Creia em toda a minha simpatia.
a) Isabel Condessa d ́Eu.”

A mesma revista reproduz uma carta da Princesa ao soldado Miguel Pinto da Silva:

“18 de Fevereiro de 1918 – Boulogne-sur-Seine
Meu caro Miguel Pinto da Silva, calorosas felicitações do Conde d ́Eu e minhas por vossa tão bela citação que nos emocionou. Sendo Brasileira que ama a França como vós a amais, fiquei imensamente feliz com isso. O Brasil e a França estão, para nós, unidos, e vossa luta é ao mesmo tempo pelo direito e pela humanidade! Que Deus vos proteja! Vossa muito afeiçoada,
a) Isabel Condessa d ́Eu.”

Também o Conde d ́Eu se correspondeu com o voluntário mineiro:

“1o. de março de 1918
Snr. Miguel Pinto da Silva,
Faz hoje 48 anos que se terminou sob meu Comando a guerra sangrenta sustentada pelas Forças Brasileiras contra o governo do Ditador do Paraguai durante mais de cinco anos! Faça ideia como devo estar velho após tão longa carreira! Não queria deixar contudo de dizer-lhe quanto prazer nos deu, à Princesa Condessa d ́Eu e a mim, o seu retrato enviado com sua carta de 21, bela fotografia que o representa como valente brasileiro, já ferido em combate e condecorado com a honrosíssima Croix de Guerre. Aproveito esta ocasião para enviar-lhe a nossa [fotografia], rodeada dos sete netinhos, tirada há menos de seis meses. Receba-a em testemunho de nossa estima pela sua coragem, e de amizade. Não deixe de enviar-nos notícias suas, principalmente quando estiver bastante restabelecido para regressar à frente como tanto deseja; e receba minhas expressões de nossos sentimentos afetuosos.
a) Gastão d ́Orleans Conde d ́Eu.
P.S. Qual é sua família e sua terra? Parece-me que é a heroica Bahia.”

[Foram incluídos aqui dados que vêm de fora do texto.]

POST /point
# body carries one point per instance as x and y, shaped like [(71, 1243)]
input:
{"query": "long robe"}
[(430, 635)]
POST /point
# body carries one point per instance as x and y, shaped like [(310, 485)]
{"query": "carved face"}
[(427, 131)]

No prontuário militar do soldado Miguel Pinto da Silva, no item “Ferimentos e ações dignas de nota”, havia duas citações. A primeira, datada de 5 de janeiro de 1918, informava simplesmente que fora “ferido durante as operações militares por congelamento”. O congelamento dos pés, em trincheiras cheias de lama, no rigoroso inverno europeu, causava muitas baixas. Os atingidos pela gelure corriam grave risco de necrose dos membros congelados e gangrena. Eram por isso considerados como feridos em combate, sendo recolhidos a hospitais de campanha, onde passavam por um rigoroso tratamento, que às vezes não conseguia impedir a amputação. O que impressiona no prontuário de Miguel é que, apesar de seu estado ser considerado grave, não quis ser baixado ao hospital porque sabia que estava sendo preparada uma operação militar nos dias subsequentes e não queria deixar de participar dela. Seria seu batismo de fogo. É o que dá conta a segunda citação honrosa, datada de 8 de janeiro:

“Jovem engajado voluntariamente, pela primeira vez em combate ativo. Atingido por grave acidente de congelamento dos pés, recusou ser recolhido, a fim de participar da operação do dia 8 de janeiro de 1918. Lançou-se ao ataque como se estivesse indo a uma festa. Penetrou sozinho num abrigo inimigo, onde capturou 15 prisioneiros. Foi para todos os seus camaradas um modelo de energia, força de vontade e coragem.”